Lucky you didn't wait longer.....plants in Europe close for ridiculous lengths of time for holidays, not to mention the US ports closing for several days....my car arrived in RI port on 12/26, didn't arrive to me until 1/6. It was the longest Christmas ever! But best present I've ever gotten.


----------



## southpole12 (Mar 29, 2012)

Gateway1 said:


> Got some info.
> 
> Actual ETA Actual ETA
> Order Entry 06/18/2012 Port Arrived 11/26/2012
> ...


Congrats!!! I finally get mine this week!! It is like I am getting the car for the first time all over again after waiting just over 6 weeks.


----------



## Gateway1 (Sep 21, 2011)

Thanks guys.



LynxFX said:


> I wonder if they lump together the custom paint job orders?

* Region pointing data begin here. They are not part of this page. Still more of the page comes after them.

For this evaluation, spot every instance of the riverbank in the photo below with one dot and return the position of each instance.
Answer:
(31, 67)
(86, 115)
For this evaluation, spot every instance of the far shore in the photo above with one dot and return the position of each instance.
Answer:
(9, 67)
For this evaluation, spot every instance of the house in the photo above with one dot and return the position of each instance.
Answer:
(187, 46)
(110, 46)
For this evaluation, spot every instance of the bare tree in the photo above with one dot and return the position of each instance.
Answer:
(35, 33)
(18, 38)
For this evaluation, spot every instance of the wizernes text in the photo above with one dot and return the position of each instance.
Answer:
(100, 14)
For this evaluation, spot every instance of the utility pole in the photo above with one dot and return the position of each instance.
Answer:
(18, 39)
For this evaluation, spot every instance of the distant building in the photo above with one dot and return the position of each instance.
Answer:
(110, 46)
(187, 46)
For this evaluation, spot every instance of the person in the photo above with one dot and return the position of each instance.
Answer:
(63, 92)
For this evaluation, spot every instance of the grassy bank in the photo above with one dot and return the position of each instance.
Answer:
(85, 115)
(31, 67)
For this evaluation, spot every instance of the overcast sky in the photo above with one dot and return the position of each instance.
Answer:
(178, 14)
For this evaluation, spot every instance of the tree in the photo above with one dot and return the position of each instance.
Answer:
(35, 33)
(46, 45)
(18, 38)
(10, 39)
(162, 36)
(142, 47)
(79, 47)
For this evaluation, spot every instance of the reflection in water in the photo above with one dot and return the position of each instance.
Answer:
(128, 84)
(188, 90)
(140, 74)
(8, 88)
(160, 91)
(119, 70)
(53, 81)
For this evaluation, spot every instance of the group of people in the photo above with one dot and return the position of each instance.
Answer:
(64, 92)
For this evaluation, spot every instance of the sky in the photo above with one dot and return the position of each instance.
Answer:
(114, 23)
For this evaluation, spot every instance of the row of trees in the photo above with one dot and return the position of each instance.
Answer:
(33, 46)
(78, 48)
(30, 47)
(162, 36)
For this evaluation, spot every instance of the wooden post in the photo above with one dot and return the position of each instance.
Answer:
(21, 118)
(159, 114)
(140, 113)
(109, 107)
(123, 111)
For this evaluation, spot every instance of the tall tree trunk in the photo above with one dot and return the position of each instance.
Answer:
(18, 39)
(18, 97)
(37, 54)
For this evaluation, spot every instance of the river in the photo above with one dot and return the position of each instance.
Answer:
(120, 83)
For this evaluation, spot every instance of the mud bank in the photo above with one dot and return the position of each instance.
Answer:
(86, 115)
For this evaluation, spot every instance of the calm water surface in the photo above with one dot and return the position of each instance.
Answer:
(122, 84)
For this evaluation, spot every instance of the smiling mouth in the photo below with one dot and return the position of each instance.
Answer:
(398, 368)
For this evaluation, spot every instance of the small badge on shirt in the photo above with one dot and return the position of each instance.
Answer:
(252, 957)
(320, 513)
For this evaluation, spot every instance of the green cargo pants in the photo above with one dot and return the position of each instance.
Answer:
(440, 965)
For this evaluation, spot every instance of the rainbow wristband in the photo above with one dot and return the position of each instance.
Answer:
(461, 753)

From what my salesman said, this should be the case.


----------



## Gateway1 (Sep 21, 2011)

Order Guide for those of you who need it: 
http://www.quattroworld.com/wp-content/uploads/2012/04/Audi_2013_Order_Guide.pdf


----------



## LynxFX (May 17, 2012)

The lots are starting to fill up with MY13s now. I went out today and saw 5 of them. 2 at one dealership, all available. Checked with my dealer and still no updates on my order.


----------



## nzt (May 24, 2012)

Sent from my iPod touch using Tapatalk


----------



## nzt (May 24, 2012)

LynxFX said:


> The lots are starting to fill up with MY13s now. I went out today and saw 5 of them. 2 at one dealership, all available. Checked with my dealer and still no updates on my order.


 Saw any sepangs?


Sent from my iPod touch using Tapatalk


----------



## LynxFX (May 17, 2012)

nzt said:


> Saw any sepangs?


 There were two MY13 Sepangs in the LA area about a month ago. The ones I saw today were a couple black and silver.


----------



## mtbscoTT (Jan 14, 2003)

My dealer currently has a black with the black and red wheels on the showroom floor.


----------



## redz9269 (Sep 3, 2011)

nzt said:


> Saw any sepangs?
> 
> 
> Sent from my iPod touch using Tapatalk


 Not sure where u located but Sepang in show room in Philly. Not sure of it's options.


----------



## nzt (May 24, 2012)

redz9269 said:


> Not sure where u located but Sepang in show room in Philly. Not sure of it's options.


 MA, which dealership?


----------



## redz9269 (Sep 3, 2011)

nzt said:


> MA, which dealership?


 Sent you a PM.


----------



## Dan.S (Jan 3, 2012)

mtbscoTT said:


> My dealer currently has a black with the black and red wheels on the showroom floor.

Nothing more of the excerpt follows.